The Raiders got off to another fast start. They took the opening kickoff and drove to a field goal a week after starting the game with a TD. They added a touchdown on the second drive to take a 10-0 lead. The defense also forced punts on Kansas City’s opening two drives as the Raiders got the first two scores of the game for the second straight week.
WHAT NEEDS HELP
Receiver Tyrell Williams and tight end Darren Waller provided more production in the passing game for a second straight week. But the Raiders aren’t getting nearly enough out of the rest of the receivers.
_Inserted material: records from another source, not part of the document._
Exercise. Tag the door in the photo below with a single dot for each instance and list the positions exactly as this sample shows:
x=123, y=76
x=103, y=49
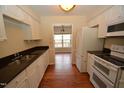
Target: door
x=62, y=38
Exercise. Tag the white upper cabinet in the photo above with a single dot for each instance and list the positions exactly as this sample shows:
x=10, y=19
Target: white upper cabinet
x=110, y=16
x=19, y=14
x=13, y=11
x=35, y=29
x=102, y=26
x=2, y=28
x=114, y=14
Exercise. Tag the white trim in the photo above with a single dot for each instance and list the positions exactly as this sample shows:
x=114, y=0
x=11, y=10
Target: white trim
x=118, y=33
x=67, y=24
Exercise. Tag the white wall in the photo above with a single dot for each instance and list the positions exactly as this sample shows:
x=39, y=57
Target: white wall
x=47, y=23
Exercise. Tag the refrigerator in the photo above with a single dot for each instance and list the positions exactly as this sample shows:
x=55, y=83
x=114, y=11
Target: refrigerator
x=86, y=40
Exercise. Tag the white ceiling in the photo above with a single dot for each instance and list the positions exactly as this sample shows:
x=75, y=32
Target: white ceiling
x=79, y=10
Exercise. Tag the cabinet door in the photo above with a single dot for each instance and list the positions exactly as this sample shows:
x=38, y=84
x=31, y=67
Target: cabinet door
x=11, y=11
x=18, y=81
x=35, y=29
x=102, y=28
x=90, y=63
x=32, y=79
x=23, y=83
x=114, y=14
x=2, y=28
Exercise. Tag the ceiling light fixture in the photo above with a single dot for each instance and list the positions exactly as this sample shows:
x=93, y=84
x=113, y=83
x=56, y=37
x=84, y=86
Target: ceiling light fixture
x=67, y=8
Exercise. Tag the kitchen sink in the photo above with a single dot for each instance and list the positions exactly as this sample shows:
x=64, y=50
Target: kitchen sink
x=22, y=59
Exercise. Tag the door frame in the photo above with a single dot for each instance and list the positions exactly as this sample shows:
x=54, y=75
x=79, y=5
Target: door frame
x=53, y=44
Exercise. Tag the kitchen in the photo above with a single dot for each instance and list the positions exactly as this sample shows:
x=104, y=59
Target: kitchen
x=27, y=45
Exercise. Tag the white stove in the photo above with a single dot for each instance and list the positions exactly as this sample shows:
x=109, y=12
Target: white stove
x=108, y=70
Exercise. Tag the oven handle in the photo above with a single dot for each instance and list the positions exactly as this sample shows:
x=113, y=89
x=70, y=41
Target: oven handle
x=106, y=65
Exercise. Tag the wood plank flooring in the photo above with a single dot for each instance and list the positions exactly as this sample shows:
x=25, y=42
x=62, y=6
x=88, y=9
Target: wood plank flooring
x=64, y=75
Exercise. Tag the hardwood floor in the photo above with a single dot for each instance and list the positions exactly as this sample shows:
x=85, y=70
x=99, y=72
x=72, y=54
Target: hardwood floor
x=64, y=75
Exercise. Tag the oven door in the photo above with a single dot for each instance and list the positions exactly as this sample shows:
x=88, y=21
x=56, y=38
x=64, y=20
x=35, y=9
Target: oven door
x=100, y=81
x=106, y=69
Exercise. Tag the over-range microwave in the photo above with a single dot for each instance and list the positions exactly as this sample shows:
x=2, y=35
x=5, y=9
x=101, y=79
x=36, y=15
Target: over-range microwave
x=116, y=30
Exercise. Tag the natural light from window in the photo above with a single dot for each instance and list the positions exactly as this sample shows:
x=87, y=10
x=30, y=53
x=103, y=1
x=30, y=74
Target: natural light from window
x=62, y=40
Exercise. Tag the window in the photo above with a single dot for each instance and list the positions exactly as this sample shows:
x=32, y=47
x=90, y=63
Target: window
x=62, y=40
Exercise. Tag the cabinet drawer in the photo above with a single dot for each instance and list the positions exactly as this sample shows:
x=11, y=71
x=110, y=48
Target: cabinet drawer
x=16, y=80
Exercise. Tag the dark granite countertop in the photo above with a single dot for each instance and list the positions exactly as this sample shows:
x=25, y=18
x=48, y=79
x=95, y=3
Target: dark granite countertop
x=106, y=56
x=9, y=69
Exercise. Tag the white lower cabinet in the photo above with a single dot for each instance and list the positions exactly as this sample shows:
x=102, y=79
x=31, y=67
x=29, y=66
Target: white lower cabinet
x=23, y=83
x=32, y=75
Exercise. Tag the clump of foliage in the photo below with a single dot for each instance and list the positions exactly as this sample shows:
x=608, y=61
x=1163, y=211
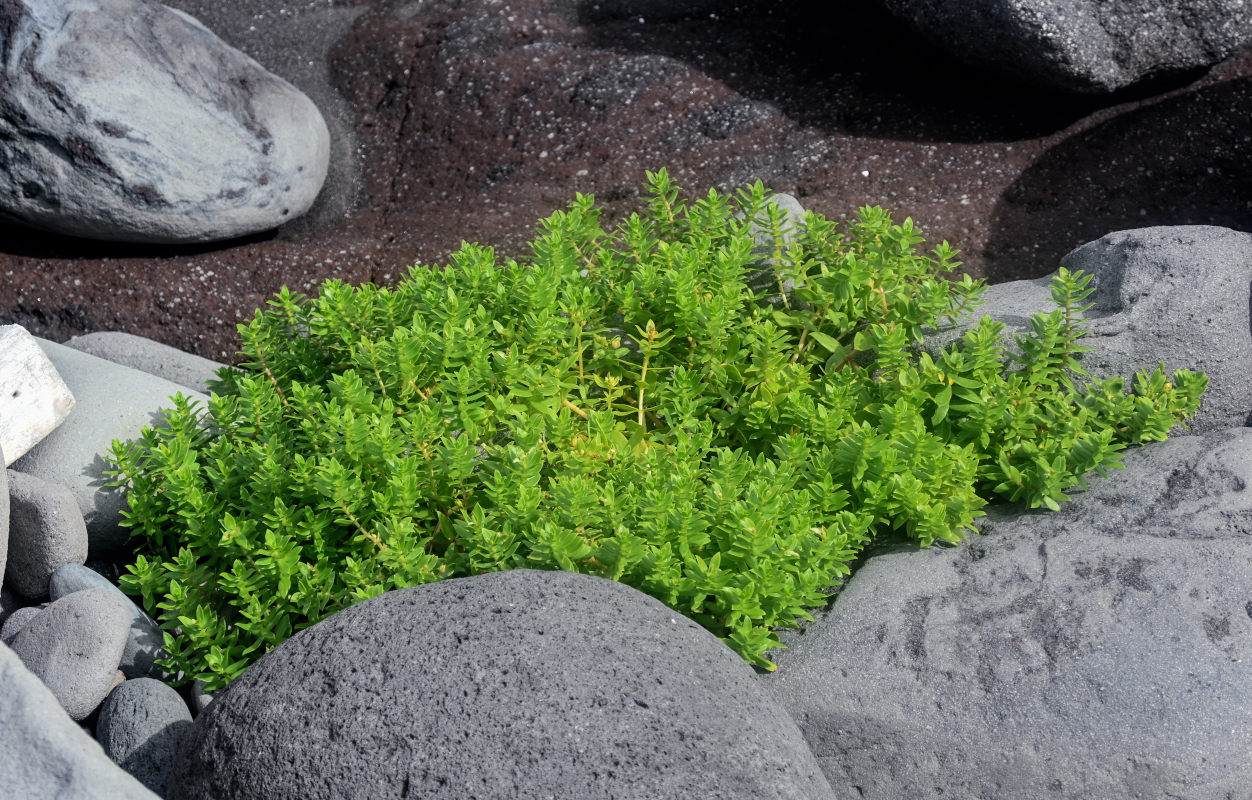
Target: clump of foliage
x=704, y=402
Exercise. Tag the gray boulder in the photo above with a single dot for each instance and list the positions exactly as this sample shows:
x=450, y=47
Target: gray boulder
x=145, y=640
x=74, y=646
x=4, y=525
x=1101, y=651
x=1177, y=296
x=517, y=684
x=73, y=455
x=18, y=620
x=1082, y=45
x=44, y=754
x=9, y=602
x=45, y=531
x=142, y=725
x=137, y=352
x=128, y=120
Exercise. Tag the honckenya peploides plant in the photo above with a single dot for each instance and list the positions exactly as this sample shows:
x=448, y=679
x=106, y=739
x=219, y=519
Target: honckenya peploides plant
x=701, y=402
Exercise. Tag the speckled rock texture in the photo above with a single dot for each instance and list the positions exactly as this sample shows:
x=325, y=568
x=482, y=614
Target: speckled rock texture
x=144, y=641
x=1177, y=296
x=1083, y=45
x=74, y=646
x=1101, y=651
x=142, y=725
x=463, y=119
x=517, y=685
x=46, y=755
x=45, y=532
x=130, y=122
Ryan Grant was targeted five times, caught one pass for minus-2 yards, committed three penalties and had one pass thrown his way intercepted. Rookie Hunter Renfrow caught four passes but gained only 30 yards on those plays and undrafted rookie Keelan Doss only played a handful of plays. Derek Carr is averaging just 2.6 yards per attempt when throwing to receivers other than Williams.
First-round running back Josh Jacobs is off to a fast start this season. He had 12 carries for 99 yards, tied for the seventh most in a game for a Raiders rookie. That comes after he became the first player since LaDainian Tomlinson in 2001 to gain at least 100 yards from scrimmage and score two rushing touchdowns in his debut. His 184 yards rushing are the second most ever for a Raiders rookie in the first two weeks of the season. He showed elusiveness and power, especially on a 51-yard run that he extended for about 10 extra yards by initiating contact instead of going out of bounds.
Carr followed up one of his best games under Gruden with a rather forgettable one. He went 23 for 39 for 198 yards, one TD and two interceptions and struggled after the opening two drives. He threw an interception in the end zone on a miscommunication with Williams that thwarted any comeback attempt. In all, he had his 21st career game with at least 30 attempts and less than 200 yards, by far the most in the league since his rookie year in 2014.
The Raiders have several injured players getting checked out, including Jacobs (groin), Williams (hip pointer), RT Trent Brown (sore knee), and returner Dwayne Harris (ankle). There were no updates on their status. … Gruden said RG Gabe Jackson is making good progress recovering from a knee injury but won’t be ready to play this week. … LG Richie Incognito returned to the team after a two-game suspension for violating the league’s personal conduct policy.
90. The game changed when the Chiefs scored TDs on back-to-back drives of at least 90 yards in the second quarter to take a 21-10 lead. The Raiders had allowed multiple TD drives of at least 90 yards in a game just twice in the previous 20 years, doing it in last year’s season finale against Kansas City and against Miami in the final game before coach Dennis Allen was fired in 2014.
The Raiders now embark on a long road trip that won’t have them returning to Oakland for a game until November. They visit Minnesota this week followed by a trip to Indianapolis. They go straight from there to London for a “home” game against Chicago before going to Green Bay and Houston following an off week.